Department of Obstetrics and Gynaecology, The Chinese University of Hong Kong, Hong Kong, China.
Shenzhen Research Institute, The Chinese University of Hong Kong, Shenzhen, China.
Hum Genet. 2021 Feb;140(2):361-380. doi: 10.1007/s00439-020-02210-x. Epub 2020 Jul 29.

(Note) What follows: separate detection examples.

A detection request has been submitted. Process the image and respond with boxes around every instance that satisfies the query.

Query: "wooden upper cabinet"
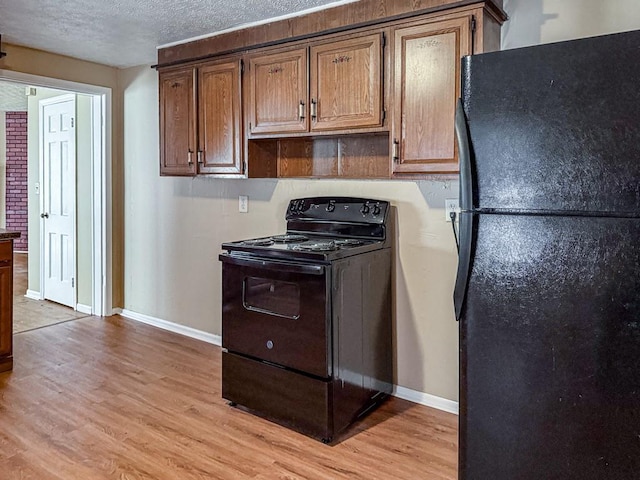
[197,60,242,173]
[159,59,243,176]
[247,48,309,134]
[159,67,196,175]
[0,240,13,372]
[310,33,382,131]
[391,15,472,174]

Chromosomal insertions are thought to be rare structural rearrangements. The current understanding of the underlying mechanisms of their origin is still limited. In this study, we sequenced 16 cases with apparent simple insertions previously identified by karyotyping and/or chromosomal microarray analysis. Using mate-pair genome sequencing (GS), we identified all 16 insertions and revised previously designated karyotypes in 75.0% (12/16) of the cases. Additional cryptic rearrangements were identified in 68.8% of the cases (11/16). The incidence of additional cryptic rearrangements in chromosomal insertions was significantly higher compared to balanced translocations and inversions reported in other studies by GS. We characterized and classified the cryptic insertion rearrangements into four groups, which were not mutually exclusive: (1) insertion segments were fragmented and their subsegments rearranged and clustered at the insertion site (10/16, 62.5%); (2) one or more cryptic subsegments were not inserted into the insertion site (5/16, 31.3%); (3) segments of the acceptor chromosome were scattered and rejoined with the insertion segments (2/16, 12.5%); and (4) copy number gains were identified in the flanking regions of the insertion site (2/16, 12.5%). In addition to the observation of these chromothripsis- or chromoanasynthesis-like events, breakpoint sequence analysis revealed microhomology to be the predominant feature. However, no significant correlation was found between the number of cryptic rearrangements and the size of the insertion. Overall, our study provide molecular characterization of karyotypically apparent simple insertions, demonstrate previously underappreciated complexities, and evidence that chromosomal insertions are likely formed by nonhomologous end joining and/or microhomology-mediated replication-based DNA repair.
染色体插入被认为是罕见的结构重排。目前对于其起源的潜在机制的理解仍然有限。在这项研究中,我们对 16 例通过核型分析和/或染色体微阵列分析先前鉴定为明显简单插入的病例进行了测序。使用 mate-pair 基因组测序(GS),我们鉴定了所有 16 个插入,并在 75.0%(12/16)的病例中修正了先前指定的核型。在 68.8%(11/16)的病例中发现了额外的隐匿性重排。与 GS 报道的其他研究中的平衡易位和倒位相比,染色体插入中隐匿性重排的发生率明显更高。我们将隐匿性插入重排特征化为并分类为四个组,这些组不是相互排斥的:(1)插入片段碎片化,其亚片段在插入部位重新排列和聚集(10/16,62.5%);(2)一个或多个隐匿性亚片段未插入插入部位(5/16,31.3%);(3)接受染色体的片段散布并与插入片段重新连接(2/16,12.5%);和(4)插入部位侧翼区域的拷贝数增益(2/16,12.5%)。除了观察到这些类似于染色体碎裂或染色体重合的事件外,断裂点序列分析显示微同源性是主要特征。然而,未发现隐匿性重排的数量与插入的大小之间存在显著相关性。总体而言,我们的研究提供了染色体显型简单插入的分子特征,表明了以前被低估的复杂性,并表明染色体插入可能是通过非同源末端连接和/或微同源介导的复制为基础的 DNA 修复形成的。